Del mismo modo, el permiso de luchar contra los hipócritas que traicionan a los creyentes y lo hacen junto a los incrédulos contra los creyentes depende de los casos en que se nieguen a arrepentirse y desistan, se refugien en un pueblo o exista un tratado entre ellos y los creyentes. Sobre eso, leemos en el Corán:

¿Por qué os dividís en dos grupos con respecto a los hipócritas? Allah los ha devuelto a su condición primera* a causa de lo que se han ganado. ¿Es que pretendéis guiar a quien Allah ha extraviado? No encontrarás camino para quien Allah ha extraviado. Quisieran que renegaseis como ellos han renegado y que fueseis iguales. No los toméis como amigos aliados hasta que no hayan emigrado en el camino de Allah. Y si se desentienden, atrapadlos y matadlos donde quiera que los encontréis y no toméis aliado ni auxiliar de entre ellos.

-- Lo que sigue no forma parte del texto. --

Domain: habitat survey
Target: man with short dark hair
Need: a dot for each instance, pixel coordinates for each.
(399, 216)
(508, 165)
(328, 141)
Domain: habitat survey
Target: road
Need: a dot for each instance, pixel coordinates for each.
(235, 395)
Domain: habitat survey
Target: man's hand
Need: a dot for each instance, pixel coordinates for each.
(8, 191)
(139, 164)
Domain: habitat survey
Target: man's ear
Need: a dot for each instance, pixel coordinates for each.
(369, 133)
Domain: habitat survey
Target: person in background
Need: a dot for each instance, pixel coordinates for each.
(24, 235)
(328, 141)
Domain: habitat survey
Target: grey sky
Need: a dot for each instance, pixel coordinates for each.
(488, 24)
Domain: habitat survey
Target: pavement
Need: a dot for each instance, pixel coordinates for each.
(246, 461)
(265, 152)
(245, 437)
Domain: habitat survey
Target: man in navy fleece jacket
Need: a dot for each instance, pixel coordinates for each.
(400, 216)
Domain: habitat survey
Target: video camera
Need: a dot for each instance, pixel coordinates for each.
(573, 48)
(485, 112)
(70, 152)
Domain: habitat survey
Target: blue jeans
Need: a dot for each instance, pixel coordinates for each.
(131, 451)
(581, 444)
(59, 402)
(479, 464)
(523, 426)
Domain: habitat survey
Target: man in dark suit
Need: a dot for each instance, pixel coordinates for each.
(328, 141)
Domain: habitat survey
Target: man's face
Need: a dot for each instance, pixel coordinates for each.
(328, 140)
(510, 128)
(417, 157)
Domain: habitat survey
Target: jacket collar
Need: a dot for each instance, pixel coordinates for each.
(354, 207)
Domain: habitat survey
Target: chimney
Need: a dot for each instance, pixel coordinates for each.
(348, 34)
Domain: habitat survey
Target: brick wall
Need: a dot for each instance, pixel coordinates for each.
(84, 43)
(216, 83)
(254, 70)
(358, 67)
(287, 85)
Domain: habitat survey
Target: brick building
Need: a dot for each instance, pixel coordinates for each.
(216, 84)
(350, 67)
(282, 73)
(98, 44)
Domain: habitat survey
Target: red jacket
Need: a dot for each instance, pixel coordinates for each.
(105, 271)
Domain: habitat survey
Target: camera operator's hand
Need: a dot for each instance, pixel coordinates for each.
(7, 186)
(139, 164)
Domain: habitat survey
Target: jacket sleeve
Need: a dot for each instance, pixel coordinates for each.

A excepción de aquéllos que se unan a una gente con la que tengáis algún pacto o vengan a vosotros con el pecho encogido por tener que combatir contra vosotros o contra su gente. Si Allah hubiera querido les habría dado poder sobre vosotros y os habrían combatido. Y si se retiran y no os combaten y os ofrecen la paz… Allah no os da ningún medio de ir contra ellos. Encontraréis a otros que quieren estar a salvo de vosotros y a salvo de su gente; cada vez que vuelven a la discordia, caen más profundamente en ella. Pero si no os dejan y os ofrecen la paz y detienen sus manos… Atrapadlos y matadlos dondequiera que los encontréis. Os hemos dado sobre ellos una autoridad evidente. (An-Nisaa’ 4: 88-91)

También leemos:

Si los hipócritas, los que tienen una enfermedad en el corazón, los tendenciosos de Medina, no dejan su actitud; te daremos poder sobre ellos y luego, no serán vecinos tuyos en ella por mucho tiempo. Malditos, donde quiera que se dé con ellos serán capturados y matados enérgicamente. (Al-Ahzab 33: 60-61)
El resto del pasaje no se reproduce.